Janus Henderson Investors established a Brexit project following the 2016 referendum to look at all possible Brexit impacts including distribution, regulatory permissions and licenses, HR, IT and operations. Through this project, Janus Henderson Investors sought to minimise the potential impact on investors regardless of the outcome of Brexit.
The project team remain actively involved in discussions with regulators, industry groups and clients to ensure Janus Henderson Investors are abreast of developments following Brexit.
The project team is supported by a number of law firms both in the UK and across multiple European countries.
We have a long history in both the UK and continental Europe, and the planned build out of our existing office in Luxembourg was completed in 2019. We are well placed to continue to support our clients globally after Brexit.
Janus Henderson Investors has long established fund ranges in the UK, Luxembourg and Ireland. We have launched one new sub-fund in Luxembourg within our existing SICAV structure to replicate a strategy that is currently only available in a UK domiciled fund structure.
Our approach has been to avoid structural changes to products so we have made a small number of clarifications to how we describe some fund objectives, to ensure these funds can continue to invest in UK assets as they do now.
The majority of our EU investors are already invested in our Luxembourg or Irish fund ranges.
We understand that Brexit should not affect the ability of existing investors in most EU countries to continue to hold their investments or our ability to continue to service those existing investors in terms of reporting and providing information on existing investments, although we are monitoring whether Janus Henderson will be able to continue to register UK funds for sale into the EU.
If you have any concerns or questions about your investment in a Janus Henderson fund, please contact your relationship manager or email us at email@example.com.
We have registered our EU funds which are marketed into the UK under the FCA’s Temporary Permissions Regime which will allow us, temporarily, to continue to offer EU funds in the UK on the same basis as we do today following Brexit.
When the registration window closes, we will seek to obtain permanent registration for our EU funds when notified it is possible to do so by the FCA.
We have no plans to transfer or terminate our wholesale distribution agreements with EU distributors.
Brexit does not necessitate any changes to service providers.

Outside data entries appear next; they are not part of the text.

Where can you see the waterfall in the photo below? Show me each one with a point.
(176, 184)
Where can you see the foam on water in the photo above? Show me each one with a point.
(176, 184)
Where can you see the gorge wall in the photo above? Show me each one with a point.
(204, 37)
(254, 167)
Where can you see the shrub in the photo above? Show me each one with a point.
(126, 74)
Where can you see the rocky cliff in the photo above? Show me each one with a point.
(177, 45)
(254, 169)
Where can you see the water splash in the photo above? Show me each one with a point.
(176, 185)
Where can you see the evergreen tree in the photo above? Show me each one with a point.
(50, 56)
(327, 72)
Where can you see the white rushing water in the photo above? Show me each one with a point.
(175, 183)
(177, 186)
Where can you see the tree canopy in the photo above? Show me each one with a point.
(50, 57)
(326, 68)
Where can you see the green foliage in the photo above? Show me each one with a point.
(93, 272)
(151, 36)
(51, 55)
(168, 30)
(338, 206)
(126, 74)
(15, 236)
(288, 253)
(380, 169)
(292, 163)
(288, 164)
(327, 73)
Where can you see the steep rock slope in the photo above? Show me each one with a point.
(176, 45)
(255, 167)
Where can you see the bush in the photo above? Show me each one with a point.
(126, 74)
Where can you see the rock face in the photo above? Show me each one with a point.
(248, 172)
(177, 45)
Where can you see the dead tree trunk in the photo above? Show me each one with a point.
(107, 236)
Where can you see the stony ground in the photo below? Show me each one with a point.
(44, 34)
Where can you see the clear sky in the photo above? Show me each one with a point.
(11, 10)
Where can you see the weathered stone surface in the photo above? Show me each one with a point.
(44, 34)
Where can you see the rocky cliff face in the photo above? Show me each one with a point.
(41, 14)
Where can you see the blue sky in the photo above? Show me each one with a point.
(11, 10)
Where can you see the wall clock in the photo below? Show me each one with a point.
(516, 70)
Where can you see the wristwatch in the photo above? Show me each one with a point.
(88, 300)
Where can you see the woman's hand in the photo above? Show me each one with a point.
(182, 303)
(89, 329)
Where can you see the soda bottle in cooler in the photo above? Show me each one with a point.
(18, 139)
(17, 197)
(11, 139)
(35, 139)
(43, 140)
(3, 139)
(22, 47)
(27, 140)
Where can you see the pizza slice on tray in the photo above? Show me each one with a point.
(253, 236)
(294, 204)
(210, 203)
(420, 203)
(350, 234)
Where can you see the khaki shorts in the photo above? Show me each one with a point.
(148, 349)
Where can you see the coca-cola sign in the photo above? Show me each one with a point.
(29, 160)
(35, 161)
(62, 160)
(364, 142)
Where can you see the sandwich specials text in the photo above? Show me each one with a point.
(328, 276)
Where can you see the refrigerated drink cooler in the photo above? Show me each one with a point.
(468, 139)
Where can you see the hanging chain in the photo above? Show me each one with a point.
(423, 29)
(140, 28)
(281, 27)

The existing service providers to the EU funds are based in the EU, and the service providers to the UK funds are based in the UK.
No. Janus Henderson Investors has operated offices in continental Europe for some time; we have offices in Luxembourg, Germany, France, Spain, Italy and The Netherlands.
We have expanded our existing office in Luxembourg to provide additional oversight of our activities in continental Europe. We have recruited additional headcount in areas such as investment management oversight, fund operations, compliance, risk management and distribution oversight.
The European Securities and Markets Authority (ESMA) and the UK FCA have confirmed that Memoranda of Understanding (MoUs) have been agreed between the FCA, ESMA and EU27 authorities. This regulatory clarification will allow Janus Henderson’s UK investment management entities to continue to manage the funds of the Luxembourg and Irish Management Companies after the UK leaves the EU.
The investment management of our UK funds is not impacted as they are UK domiciled funds with a UK investment manager.
We do not currently intend to transfer any investment management agreements as a result of Brexit. This is based on feedback received to date from regulators in relevant EU-27 jurisdictions relating to the ongoing management of existing segregated mandates by UK regulated entities. Should this situation change we will contact our impacted clients to discuss.
We are fully engaged with various parties from brokers, benchmark providers, clearing counterparties, MTFs (Multilateral Trading Facilities) and third party administrators. To date we have identified no anticipated changes to executing entities, no requirements to repaper agreements and no increased costs. With regards Benchmarks and MTFs there is no anticipated impact based on dialogue with providers, although JHI continue to monitor the position.
During the transition period the passporting of funds and regulatory permissions continue so, in practical terms, nothing changes from how we operated when the UK was a member of the EU.
Whilst we have prepared for a hard Brexit, we await the outcome of negotiations between the British government and the EU to understand the regulatory framework for the future.